Je réinterprète cet aspect régénérateur par la répétition, la superposition et les transitions de couleurs. Des dégradés doux, des faces dédoublées et des développements botaniques font écho à l'idée de mue, de renaissance et de transformation cyclique. La guérison du serpent se métamorphose en un langage visuel empreint de sérénité.
Le serpent comme force cosmique
Les mythologies indo-européennes placent souvent les serpents au cœur de la création ou de la destruction. Les récits védiques décrivent la bataille entre Indra et le serpent cosmique Vṛtra. La mythologie nordique met en scène Jörmungandr, le serpent du monde qui sillonne les océans. Les légendes grecques évoquent des serpents liés à la prophétie et à la connaissance divine. Il ne s'agit pas de créatures, mais de principes cosmiques : des forces de tension, d'expansion et de dissolution.

Cette dimension cosmique s'insinue dans mon art non sous forme de créatures mythiques, mais comme une architecture émotionnelle. Visages allongés, ombres étirées et motifs végétaux en spirale se comportent comme des formes enveloppant le monde. Ils évoquent des univers intérieurs, des tempêtes émotionnelles ou des luttes intérieures silencieuses. Le mythe devient atmosphère plutôt que récit.
Le serpent comme pouvoir féminin
Dans le folklore indo-européen, le serpent est fréquemment associé à l'énergie féminine, suscitant à la fois crainte et vénération. Il devient un symbole d'intuition, de savoir caché, de séduction, de transformation et de la nature cyclique de la vie. Créature de seuils et de mystères, il est lié à la matrice, à la terre et au monde souterrain.
Mes portraits reflètent cette incarnation féminine non par l'érotisme mais par une subtilité émotionnelle : yeux mi-clos, cous allongés, dégradés doux et motifs floraux symboliques qui fonctionnent comme des « peaux de serpent ». Les femmes de mes œuvres portent en elles cette même dualité complexe : douceur et danger, vulnérabilité et puissance, immobilité et pulsation.
Réinterpréter les motifs anciens à travers les émotions contemporaines
Plutôt que de recréer directement le folklore, j'intègre les qualités symboliques du serpent à la structure émotionnelle de mes images. Courbes, spirales, proportions étirées et motifs rythmiques se muent en formes de serpent modernes. Les couleurs changent comme une mue. Les ombres s'enroulent doucement autour de la figure. Les végétaux se comportent comme des gardiens serpentins.

Mon travail appréhende le mythe non comme un héritage lointain, mais comme une atmosphère vivante – une sensation plutôt qu’un récit. Le serpent devient une métaphore émotionnelle de ce que beaucoup d’entre nous vivons aujourd’hui : la renaissance de soi, les conflits intérieurs, la définition des limites et la tension entre vulnérabilité et transformation.

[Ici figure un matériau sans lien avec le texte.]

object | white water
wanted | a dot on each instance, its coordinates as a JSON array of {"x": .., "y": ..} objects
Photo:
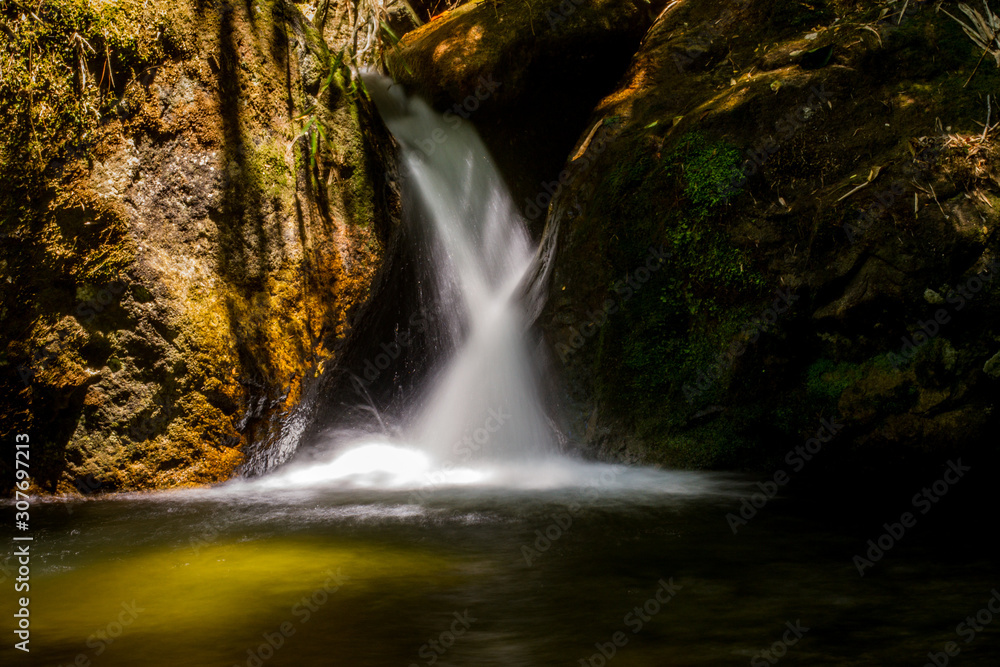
[{"x": 479, "y": 421}]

Un mythe qui respire encore
Le serpent perdure dans le folklore indo-européen car il porte en lui des vérités plus anciennes que le langage : la vie est cyclique, la guérison se fait par étapes, la transformation peut être à la fois effrayante et sacrée. En réinterprétant ce symbole à travers le portrait contemporain et des compositions botaniques surréalistes, je souhaite montrer comment des motifs ancestraux continuent de résonner en nous, façonnant notre compréhension du danger, de la résilience et du renouveau.
Les mythes survivent non pas parce que nous les répétons, mais parce que nous continuons à les ressentir.